Pourtant, le député LFI a émis de fortes réserves quant à la «Loi Évin Climat». Selon lui, il faudrait «opérer une rupture» dans les plus brefs délais, au vu de l’urgence climatique.

«Proposer des choses avec une échéance fixée à l’horizon 2030, c’est trop tard. Il faut assumer cette rupture. Matthieu Orphelin voudrait que les gens continuent de travailler dans ces secteurs, mais de manière plus vertueuse, pour nous vendre des voitures moins “pourries”, je n’y crois pas une seconde.»

Le député de Gironde a déposé mi-septembre une proposition de loi qui «va beaucoup plus loin». Et pour cause, l’un de ses objectifs est de «sortir de l’espace public tout message commercial». Une initiative pour le moins radicale, mais qui serait bénéfique pour la société, explique Loïc Prud’homme.

«C’est pour se libérer, retrouver du temps de cerveau disponible, mais pour autre chose que pour consommer encore plus. Retrouver la liberté d’être dans l’espace public sans être assailli de messages nous enjoignant à changer de smartphone ou d’acheter une voiture.»

Néanmoins, interdire tout simplement la publicité ne serait-ce pas infantiliser les Français, en décrétant qu’ils n’auraient pas la capacité de faire des choix en conscience?

Sortir de l’espace public tout message commercial

Pour Loïc Prud’homme, cet argument est «complètement faux» et «battu en brèche de nombreuses études scientifiques

«Les consommateurs ne sont pas libres […] On n’est pas armés pour faire des choix en liberté, en conscience, en connaissance de cause. C’est d’ailleurs le boulot de la publicité de nous faire faire des choix “contraints” ou du moins de nous aiguiller», assène-t-il.

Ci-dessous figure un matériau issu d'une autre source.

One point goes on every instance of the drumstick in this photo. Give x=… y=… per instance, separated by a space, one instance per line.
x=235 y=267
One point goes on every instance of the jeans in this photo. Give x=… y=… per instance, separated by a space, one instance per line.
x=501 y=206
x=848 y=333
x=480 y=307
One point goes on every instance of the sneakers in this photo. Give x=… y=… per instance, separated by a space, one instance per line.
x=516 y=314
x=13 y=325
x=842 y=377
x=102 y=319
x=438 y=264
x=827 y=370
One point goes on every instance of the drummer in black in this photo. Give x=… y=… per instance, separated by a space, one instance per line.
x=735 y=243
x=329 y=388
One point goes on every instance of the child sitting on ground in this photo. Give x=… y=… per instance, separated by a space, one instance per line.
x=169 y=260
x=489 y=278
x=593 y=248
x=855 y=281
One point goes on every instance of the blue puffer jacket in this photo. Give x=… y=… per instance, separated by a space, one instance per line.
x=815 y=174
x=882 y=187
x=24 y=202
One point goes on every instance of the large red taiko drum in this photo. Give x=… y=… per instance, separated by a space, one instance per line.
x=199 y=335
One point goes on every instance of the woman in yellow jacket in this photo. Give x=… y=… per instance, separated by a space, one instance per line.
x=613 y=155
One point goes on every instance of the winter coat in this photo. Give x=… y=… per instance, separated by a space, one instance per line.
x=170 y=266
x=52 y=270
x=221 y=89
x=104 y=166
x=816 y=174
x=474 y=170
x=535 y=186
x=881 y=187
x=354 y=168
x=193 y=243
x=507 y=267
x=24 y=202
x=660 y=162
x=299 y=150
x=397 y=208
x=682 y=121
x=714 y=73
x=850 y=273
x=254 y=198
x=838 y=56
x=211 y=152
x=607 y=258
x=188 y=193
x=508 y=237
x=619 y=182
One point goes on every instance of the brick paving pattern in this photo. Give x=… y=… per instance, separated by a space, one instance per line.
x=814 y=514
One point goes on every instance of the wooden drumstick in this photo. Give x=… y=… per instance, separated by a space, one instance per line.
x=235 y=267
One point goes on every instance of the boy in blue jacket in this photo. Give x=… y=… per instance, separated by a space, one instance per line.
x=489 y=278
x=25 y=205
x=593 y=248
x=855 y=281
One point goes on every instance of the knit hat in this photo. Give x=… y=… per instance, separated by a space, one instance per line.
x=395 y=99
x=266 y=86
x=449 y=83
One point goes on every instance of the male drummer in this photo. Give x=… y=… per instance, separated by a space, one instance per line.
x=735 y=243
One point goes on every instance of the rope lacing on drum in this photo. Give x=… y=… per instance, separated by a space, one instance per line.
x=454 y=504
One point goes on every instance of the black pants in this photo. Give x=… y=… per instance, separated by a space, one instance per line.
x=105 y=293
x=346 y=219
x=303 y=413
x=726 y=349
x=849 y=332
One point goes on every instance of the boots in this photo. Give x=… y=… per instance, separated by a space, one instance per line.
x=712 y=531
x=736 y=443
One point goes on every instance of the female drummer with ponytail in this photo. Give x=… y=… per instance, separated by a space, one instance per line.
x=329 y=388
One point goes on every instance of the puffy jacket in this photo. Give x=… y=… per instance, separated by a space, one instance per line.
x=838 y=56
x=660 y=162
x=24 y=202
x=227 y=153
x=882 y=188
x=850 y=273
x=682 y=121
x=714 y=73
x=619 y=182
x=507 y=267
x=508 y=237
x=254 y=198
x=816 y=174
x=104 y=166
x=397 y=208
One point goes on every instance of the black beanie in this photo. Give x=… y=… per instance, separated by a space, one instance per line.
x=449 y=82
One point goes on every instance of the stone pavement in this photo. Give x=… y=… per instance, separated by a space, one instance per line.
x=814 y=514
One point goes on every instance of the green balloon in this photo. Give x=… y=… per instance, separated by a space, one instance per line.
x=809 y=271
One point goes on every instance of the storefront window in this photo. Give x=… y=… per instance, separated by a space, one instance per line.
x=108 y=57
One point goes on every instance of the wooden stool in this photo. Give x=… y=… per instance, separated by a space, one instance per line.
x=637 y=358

Déjà frappé par la crise sanitaire, le marché de la publicité devrait finalement reculer de 20% en 2020, pour atteindre 27,2 milliards d’euros de recettes nettes, soit 7 milliards de moins, d’après les données l’IREP et France Pub en association avec le SRI (régies Internet) et l’UDECAM (agences médias), cités par Le Figaro. Interdire la réclame pourrait donc avoir des effets délétères sur une filière qui compte plus de 10.000 entreprises (chiffre AFDAS).

«Aujourd’hui, cette activité est-elle socialement soutenable? Est-ce que l’on a besoin de publicités pour nous vendre des produits qui ruinent notre santé et l’environnement?», rétorque le député LFI.

D’autant plus que le rapport des Français et la publicité évolue. Désormais, près de 86% d’entre eux aimeraient vivre demain dans une société où la consommation prend moins de place, mais surtout, 9 Français sur 10 estiment que les entreprises poussent à la surconsommation, d’après le baromètre GreenFlex de la consommation responsable, réalisé par l’institut de sondage YouGov.